Biden promises to release $2B in COVID aid for N.Y. blocked by Trump after Schumer push
President-elect Joe Biden has pledged to release $2 billion in long-sought coronavirus relief for New York once he takes office to help the city and state tackle mounting costs associated with the pandemic, Sen. Chuck Schumer announced Thursday.
Schumer, who’s set to become Senate majority leader next week when Democrats regain majority control of the chamber, told the Daily News he convinced Biden after “numerous discussions” to lift a federal disaster aid reimbursement cap kept in place by President Trump’s administration.
The cap mandated that the Federal Emergency Management Agency only reimburse 75% of costs incurred by New York state, city and local governments for COVID-related expenses, which include anything from personal protective equipment and overtime pay for nurses and doctors to constructions of temporary hospitals and childcare for kids of front-line health care workers.
With the cap gone, FEMA will be able to reimburse 100% of New York’s pandemic-related costs — which translates into another $2 billion in the bank for the Empire State, according to Schumer.
“Achieving my goal of 100% FEMA cost share to the city and state will mean a sigh of relief for all New Yorkers because these critical dollars will help protect essential services and workers while we deal with badly burdened budgets that have been gut-punched by COVID,” Schumer said. “I am glad we could get this done even before the president-elect is sworn in because it shows how we will be hitting the ground running come January 20th.”
A spokesman for Biden’s transition team declined to comment.
Schumer, Gov.
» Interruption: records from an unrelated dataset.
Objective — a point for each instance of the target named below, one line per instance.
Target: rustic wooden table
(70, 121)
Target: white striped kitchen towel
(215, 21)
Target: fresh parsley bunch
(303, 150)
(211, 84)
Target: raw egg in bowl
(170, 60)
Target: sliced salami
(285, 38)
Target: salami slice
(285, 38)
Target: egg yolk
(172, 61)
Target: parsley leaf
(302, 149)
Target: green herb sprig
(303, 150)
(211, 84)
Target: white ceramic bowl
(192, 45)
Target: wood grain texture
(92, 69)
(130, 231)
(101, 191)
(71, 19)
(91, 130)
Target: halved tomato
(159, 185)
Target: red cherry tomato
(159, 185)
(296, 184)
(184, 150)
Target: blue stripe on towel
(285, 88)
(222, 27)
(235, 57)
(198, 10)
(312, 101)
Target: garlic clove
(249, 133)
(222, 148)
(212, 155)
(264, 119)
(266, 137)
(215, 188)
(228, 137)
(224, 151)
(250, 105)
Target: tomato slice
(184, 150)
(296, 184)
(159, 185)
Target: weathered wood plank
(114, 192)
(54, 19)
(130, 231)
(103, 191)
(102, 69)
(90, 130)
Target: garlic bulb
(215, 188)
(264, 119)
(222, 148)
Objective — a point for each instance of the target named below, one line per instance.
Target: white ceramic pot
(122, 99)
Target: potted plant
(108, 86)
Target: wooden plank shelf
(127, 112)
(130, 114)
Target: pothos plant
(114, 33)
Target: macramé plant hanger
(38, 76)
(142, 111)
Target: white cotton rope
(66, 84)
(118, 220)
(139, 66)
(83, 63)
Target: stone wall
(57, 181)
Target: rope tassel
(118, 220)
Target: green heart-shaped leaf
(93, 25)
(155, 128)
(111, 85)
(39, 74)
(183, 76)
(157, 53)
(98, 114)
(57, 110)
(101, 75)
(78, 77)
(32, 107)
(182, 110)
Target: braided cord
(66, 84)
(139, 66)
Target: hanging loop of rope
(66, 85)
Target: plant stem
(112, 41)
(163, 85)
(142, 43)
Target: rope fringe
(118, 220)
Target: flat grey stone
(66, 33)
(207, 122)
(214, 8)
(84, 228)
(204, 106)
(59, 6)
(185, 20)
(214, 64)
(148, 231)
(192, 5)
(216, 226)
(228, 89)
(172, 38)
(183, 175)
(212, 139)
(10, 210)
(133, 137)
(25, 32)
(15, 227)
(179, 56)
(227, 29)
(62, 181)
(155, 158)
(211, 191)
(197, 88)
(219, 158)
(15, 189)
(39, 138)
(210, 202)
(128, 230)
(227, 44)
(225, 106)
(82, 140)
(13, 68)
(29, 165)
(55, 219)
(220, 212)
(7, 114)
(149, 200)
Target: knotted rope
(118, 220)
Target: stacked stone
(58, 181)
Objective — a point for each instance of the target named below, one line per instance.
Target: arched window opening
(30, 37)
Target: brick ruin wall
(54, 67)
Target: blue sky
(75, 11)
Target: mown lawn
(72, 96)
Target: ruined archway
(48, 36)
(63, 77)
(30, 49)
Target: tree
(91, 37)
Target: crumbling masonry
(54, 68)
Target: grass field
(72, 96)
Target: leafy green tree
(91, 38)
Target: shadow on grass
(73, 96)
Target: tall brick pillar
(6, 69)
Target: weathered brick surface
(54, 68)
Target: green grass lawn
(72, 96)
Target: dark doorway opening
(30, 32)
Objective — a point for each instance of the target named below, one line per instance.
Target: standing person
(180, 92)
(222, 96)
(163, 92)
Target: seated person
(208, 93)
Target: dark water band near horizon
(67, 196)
Cuomo and other New York Democrats lobbied Trump for months to waive the cap. In April, Schumer sent a letter to Trump noting that FEMA did it for New York during Superstorm Sandy and the 9/11 attacks.
But the Republican president never dropped the reimbursement restriction.
That’s in spite of Trump and Treasury Secretary Steven Mnuchin promising Cuomo during a meeting in the Oval Office on April 21 that the administration “would take care of it,” the governor told reporters after that sit-down.
In August, Cuomo blasted Trump for breaking the promise.
“Make a long story short, they refused to waive the 25% and said that we owe them 25%,” Cuomo said at the time. “I’d rather do business with the old-time bookie on the street corner than do business with FEMA.”
Though the extra $2 billion in FEMA funds will cover some of New York’s financial burdens, Cuomo has long maintained that the state needs at least $30 billion in federal coronavirus bailouts to stave off mass layoffs of government employees.
The last federal stimulus package signed into law in late December did not include any budgetary aid for states after Democrats on Capitol Hill dropped the provision in order to resolve a stalemate in negotiations with Republicans.
Biden has vowed that he’ll quickly push Congress to pass another coronavirus stimulus package replete with state aid once he takes office. With Democratic control of the House and Senate, he’ll likely be able to make good on that pledge.